La 43ième édition du Symposium international d’art contemporain de Baie-Saint-Paul est désormais derrière nous. Avec la directrice générale du MACBSP et du Symposium Gabrielle Bouchard, on s’offre un regard sur ce qui a fait de cette édition une édition spéciale : la rencontre.
Cette année, le Symposium de Baie-Saint-Paul avait pour thème la rencontre. En concordance avec le thème, le Symposium a déployé une programmation qui sortit des murs du pavillon du Musée. Soirées sur la Placette Desjardins, ateliers d’artistes en pleine ville et évènements festifs chaque semaine sont tous des exemples de la volonté de la programmation du Symposium d’aller à la rencontre du public.

Pour Gabrielle Bouchard, miser sur la rencontre et le déploiement du Symposium partout en ville fut un grand risque. « Il y avait beaucoup de risques dans cette édition et tout reposait sur à quel point les artistes allaient embarquer ou pas. On essayait beaucoup de choses pour la première fois, il y avait plein d’éléments qui changeaient en cours de route, ça aurait vraiment pu être une édition de type catastrophique, mais finalement, ça a été au-delà de mes espérances. », nous dit-elle.
Pour mener à bien l’organisation éclectique de sa 43ième édition, le Symposium a choisi une autre direction quant au commissariat. C’est-à-dire que l’organisation de la programmation et des artistes présents, qui relevait habituellement d’un ou d’une commissaire invitée a cette année été confiée à un comité rassemblant plusieurs personnes de la région.
« Le comité c’était vraiment pour nous donner de la latitude. Cette année, on a un peu construit l’avion en plein vol. Le Symposium, avant, avait un cadre bien défini. On savait qu’on voulait tant de conférences, tant d’activités, à tel moment on veut un film, etc. Là on voulait se donner vraiment plus de liberté pour tester des choses, pis d’avoir un commissaire là-dedans, je trouvais ça un peu ingrat pour la personne. On avait besoin d’une formule qui nous permettait de pitcher de nouvelles idées à la dernière minute, de s’ancrer dans la communauté à travers des rencontres imprévues. Donc c’était une édition où on avait besoin de beaucoup de liberté pour changer des affaires et même pour se tromper. Mais à travers ça on a vraiment pu réimaginer notre cadre, un cadre beaucoup plus flexible qui va nous permettre maintenant d’approcher des commissaires pour les prochaines éditions avec notre nouvelle façon de penser le Symposium. »

Une édition ancrée dans la communauté
Si l’exercice de cette édition du Symposium était de se rendre à la rencontre du public, Gabrielle Bouchard n’aurait pas pu espérer un tel engouement dans la communauté de Baie-Saint-Paul.
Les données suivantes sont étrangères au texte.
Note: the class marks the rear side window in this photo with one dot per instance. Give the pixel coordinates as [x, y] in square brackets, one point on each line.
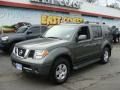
[35, 30]
[97, 31]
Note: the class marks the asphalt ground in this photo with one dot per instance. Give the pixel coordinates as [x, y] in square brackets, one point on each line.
[92, 77]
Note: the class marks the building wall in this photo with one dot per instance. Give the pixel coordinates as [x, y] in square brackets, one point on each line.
[10, 15]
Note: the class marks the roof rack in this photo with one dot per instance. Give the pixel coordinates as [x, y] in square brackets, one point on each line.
[88, 22]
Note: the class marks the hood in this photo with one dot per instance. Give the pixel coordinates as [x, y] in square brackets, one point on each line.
[12, 35]
[40, 43]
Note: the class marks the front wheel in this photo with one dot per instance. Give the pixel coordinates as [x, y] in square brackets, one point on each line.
[105, 56]
[60, 71]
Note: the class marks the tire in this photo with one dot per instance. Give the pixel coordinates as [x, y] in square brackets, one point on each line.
[105, 56]
[60, 71]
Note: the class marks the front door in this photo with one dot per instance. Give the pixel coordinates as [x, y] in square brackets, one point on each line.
[83, 48]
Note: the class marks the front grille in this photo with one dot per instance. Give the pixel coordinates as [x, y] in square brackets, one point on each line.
[21, 52]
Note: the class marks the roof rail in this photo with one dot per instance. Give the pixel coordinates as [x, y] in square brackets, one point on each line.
[88, 22]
Elle nous parle d’ailleurs de comment la disposition des artistes sur le territoire de la ville a permis de faire de nombreux rapprochements entre les artistes et les communautés.
« On avait Jaime [Ruiz Martinez] qui était sur le terrain de Maison Mère, pis il s’est mis à travailler avec la communauté mexicaine. Eux autres, quand ils revenaient du travail ou quand ils allaient au travail, ils pouvaient s’arrêter et jaser avec l’artiste. On s’est ramassé à faire des 5 à 7 avec la communauté mexicaine qui n’était même pas à l’horaire. »
La même chose est vraie pour les autres artistes qui avaient été placés ailleurs en Ville. Kaël Mercader, qui avait un local sur la rue Saint-Jean-Baptiste où il peignait les murs, « avait des gens qui venait le voir aux deux jours pour voir l’avancement de son projet et Joannie [Lafrenière] avait souvent de la visite récurrente à son studio», nous disait Gabrielle. Les artistes et le Symposium en général ont réussi à s’intégrer dans la communauté d’une manière que Gabrielle n’attendait pas, mais qu’elle souhaitait ardemment.

« J’adore les touristes, comprend moi bien je suis très contente qu’ils soient là. Ils nous font beaucoup vivre. Mais à l’année, ce n’est pas les touristes qui nous font vivre. En novembre, moi j’ai envie que les personnes qui habitent dans le quartier viennent et qu’ils se sentent chez eux, à l’aise. Ça nécessite un travail de tous les jours pour faire ça, et ça passe par une rencontre entre l’art et les gens d’ici, comme ce qui a pu avoir lieu au cours du Symposium. », nous dit la directrice.
La directrice générale du MACBSP retire ainsi un grand sentiment de fierté de la 43ième édition du Symposium, une édition qui a réussi à rejoindre les gens et s’ancrer dans la communauté.